‘GPs told: you must treat foreigners’
‘Migrants milking Britain’s benefits’
‘Britain must ban migrants’
Author: Kate Hodgson
Artist: Moeno Sugiyama
Editor: Scout Barker
Frequently spotlighted across the front pages of British tabloids, headlines such as these are all too familiar. The consequence is a very frosty attitude towards migrants in the UK from British natives. A study by British Social Attitudes found that 55% of Britons believe that the main reason migrants travel to the UK is to claim benefits, and 47% of Britons believe that migration in the UK has negatively affected the economy. But how many of these negative perceptions can be backed up by scientific evidence?
Many headlines that concentrate on the ‘strain’ that migrants put on British benefits centre around the National Health Service. In 2014, the Immigration Act was implemented, redefining what it means to be an “ordinary resident” in the UK and restricting the entitlement to healthcare for many migrants. The laws were further escalated in 2015 when non-native patients would have to pay for the services provided by the NHS. Immigrants would be confronted with a 150% surcharge if deemed ineligible. From 2017, migrants wanting to receive treatment from the NHS would have to pay for the service before even receiving it. If the patient is unable to pay the upfront cost, medical care could be withheld unless deemed urgent or immediately necessary.
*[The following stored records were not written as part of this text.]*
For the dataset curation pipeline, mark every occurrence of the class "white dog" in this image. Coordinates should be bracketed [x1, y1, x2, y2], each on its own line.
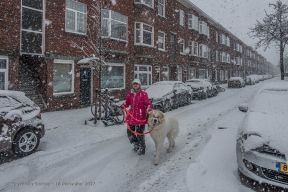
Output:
[148, 110, 179, 165]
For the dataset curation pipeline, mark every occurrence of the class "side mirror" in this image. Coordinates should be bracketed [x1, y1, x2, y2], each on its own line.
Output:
[238, 103, 248, 113]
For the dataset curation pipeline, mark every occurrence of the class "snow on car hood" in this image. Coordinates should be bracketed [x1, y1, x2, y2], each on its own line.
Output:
[146, 84, 173, 99]
[242, 112, 288, 154]
[238, 82, 288, 154]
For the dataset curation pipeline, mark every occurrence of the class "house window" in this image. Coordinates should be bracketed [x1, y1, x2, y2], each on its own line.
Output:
[158, 0, 165, 17]
[101, 9, 128, 41]
[53, 60, 74, 95]
[189, 41, 198, 56]
[179, 38, 185, 54]
[199, 44, 208, 58]
[225, 70, 228, 80]
[199, 69, 206, 79]
[187, 68, 196, 79]
[188, 14, 199, 31]
[199, 21, 210, 37]
[158, 31, 165, 50]
[0, 56, 8, 90]
[20, 0, 45, 55]
[101, 63, 126, 89]
[66, 0, 87, 34]
[180, 10, 185, 27]
[134, 65, 152, 86]
[220, 70, 224, 81]
[134, 0, 154, 8]
[226, 53, 231, 63]
[162, 67, 169, 81]
[177, 67, 182, 81]
[135, 22, 154, 47]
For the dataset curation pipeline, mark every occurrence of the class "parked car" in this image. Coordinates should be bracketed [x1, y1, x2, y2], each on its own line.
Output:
[146, 81, 192, 112]
[236, 82, 288, 188]
[0, 91, 45, 157]
[246, 76, 256, 85]
[185, 79, 214, 99]
[228, 77, 245, 88]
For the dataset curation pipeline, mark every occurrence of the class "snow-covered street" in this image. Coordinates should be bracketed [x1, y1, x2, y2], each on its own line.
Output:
[0, 79, 276, 192]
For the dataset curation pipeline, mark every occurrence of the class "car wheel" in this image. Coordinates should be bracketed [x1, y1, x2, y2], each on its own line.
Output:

The effects of these regulations were devastating. A quarter of maternal deaths in the UK from 2015 to 2017 occurred in women born outside of the UK. What is deemed “urgent” or “immediately necessary” creates blurred boundaries, ultimately relying on the individual judgement of the doctor. The doctors involved have taken an oath not to harm any patient – it could be argued that refusing such care would violate the Hippocratic oath. Furthermore, the onset of illness or accidents is unpredictable, which makes preparing for any possible future events impossible and financially draining for migrants.
Migrants make up 14.4% of the UK population yet only contribute to 1.83% of NHS expenditure. Social discrimination against migrants is prolific, yet few laws protect them from hostility relating to their migrant status. This culture of fear prevents migrants from seeking care and maintaining follow-up appointments. Frighteningly, the relative mortality associated with assaults is higher for international migrants in high-income countries. Furthermore, evidence by the UCL-Lancet commission discovered that, in advanced economies such as the UK, each 1% increase of migrants in the adult population increases the GDP per person by up to 2%. These statistics suggest that allowing international migrants to live and work in the UK, along with reaping the benefits of the NHS, could be beneficial for the UK economy.
A study by the UCL-Lancet commission released in 2018 exploring the mortality patterns of international migrants suggested that there is a reduced mortality rate among international migrants. Xenophobia-based articles in UK tabloids would like you to believe that migrants are a burden to our healthcare systems. Migrants actually had a lower frequency of death compared with the general populations of high-income countries. It is important to note that this study focused only on international migrants from high-income countries so this study is likely to be representative of international migrants who are studying, working, or have joined family members. Infectious disease relative mortality was higher in migrants for viral hepatitis, tuberculosis, and HIV. The increased rate of deaths from preventable diseases highlights the reluctance of migrants to seek medical care. The mortality advantage could also be attributed to the “salmon bias”, a phenomenon in which international migrants return to their country of origin upon the onset of poor health or close to death. This perhaps disputes the claim that the sole reason for migration to the UK is to seek free medical care.
The evidence presented is a direct contradiction to the three negative headlines quoted. It is widely believed that migrants travel to the UK with the sole purpose of claiming benefits yet countess regulations restrict them from accessing healthcare. Although nearly half of Britons believe that immigration has negatively affected the economy, only a tiny proportion of the NHS budget is attributed to migrants, and migrants themselves increase GDP directly just by living and working in the UK. If the government and general population can put their xenophobic biases aside, the outcome would be a wealthier and healthier Britain.